Rugby law: sweeping changes announced for community game

Optional changes include the number of players on each team, the duration, field size, replacements, tackle height, weight restrictions, kicking and set piece modifications

Teams may agree not to contest or lift in lineouts. When uncontested, the ball must be passed to the halfback.

The ‘Game On’ principles consist of 10 optional law changes – with unions free to pick and choose from them based on the context and suitability. The changes that will be allowed under the new laws include:

  • reducing teams from 15-a-side to as few as 10-a-side, providing both teams have an equal number of players and have agreed to the changes beforehand
  • reducing the length of the game from 80 minutes to as short as 40 minutes – with the ability to split matches into quarters or thirds
  • reducing scrums to a minimum of five players for 10-a-side games
  • allowing teams to agree not to contest or lift in lineouts
  • allowing teams to agree that penalties and free-kicks can only be kicked to touch from inside a team’s half, or that all conversions are from in front of the posts
  • introducing weight-based banding for matches in age-grade rugby and lower tackle-height
  • allowing matches to be played on surfaces including sand, clay or snow – with 10-a-side matches to be played on half a pitch;
  • permitting the use of smaller balls in certain matches or competitions

World Rugby Chairman Sir Bill Beaumont said: “The community game is the heart and soul of our sport, it is the foundation upon which our house is built and today represents a landmark for rugby around the globe with the introduction of optional community law variations for our national member unions.

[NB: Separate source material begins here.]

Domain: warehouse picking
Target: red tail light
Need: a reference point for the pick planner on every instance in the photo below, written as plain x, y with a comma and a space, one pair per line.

“We are constantly listening to, and engaging with the global rugby family at all levels and I am delighted that today’s tangible outcomes were borne out of an initial survey that received more than 1,800 respondents from around the world and builds upon existing models in England, New Zealand and Wales.

“A major benefit of the global nature of the project will be the ability for sharing of best practice across Unions and having one set of guidance that players can recognise no matter where they play in the world.

“The law amendments announced today are a key element of our long term objective to make the game more accessible, more sustainable, safer and available to all across the globe. The passion, commitment and enjoyment that is seen on rugby pitches up and down countries around the globe is what drives us on with the determination to continue to evolve and improve the game we love for all.”

What do you think about the law changes? Have your say in the comments section below

WRU Chairman Butcher added: “There can be little doubt that all members of our global rugby family will be delighted to take full advantage of the opportunities so provided by the introduction of the new law variations.

“Community rugby lies at the heart of our strategy moving forward; every single international rugby player, male or female, will have began their journey to the top by being introduced to the game at grassroots level, and the variations are designed to ensure they may be involved more often and with more enjoyment from the outset.

“Pleasingly, all variations are optional, and the mix and match approach can be adapted accordingly.”

  1. Well thats the end of Rugby. The only thing left to do is change the shape of the ball to ’round’, and only allow it to be kicked around!

    1. I’m confused: could someone define Community Rugby please.
      It’s all very well saying we will not r-set scrums at this level, when
      the major re-set problems occur in International and Premiership
      Rugby ?

  2. Reduce the amount of subs to 1.
    From international level downwards.
    That would free up hundreds of players and instead of grass roots rugby having to constantly scratch around in a never ending search for front row replacements, it would feed the game all the way to the lowest leagues.
    I played front row all through the 70s, 80s and 90s and as I recall, there were very few injuries from scrummaging. The new laws havnt helped this situation at all and I would love to see a comparison of scrum injuries from then and from now!!

  3. For youth rugby okay it could help develop fundementals and help bring more kids into the game, but for anthing past U14 I think it’s kind of ridiculous as it fundementally changes the way the game is played.

  4. How pathetic, stop messing about with the game we love. If this tinkering goes much further the players will surround the pitch looking at an immobile ball.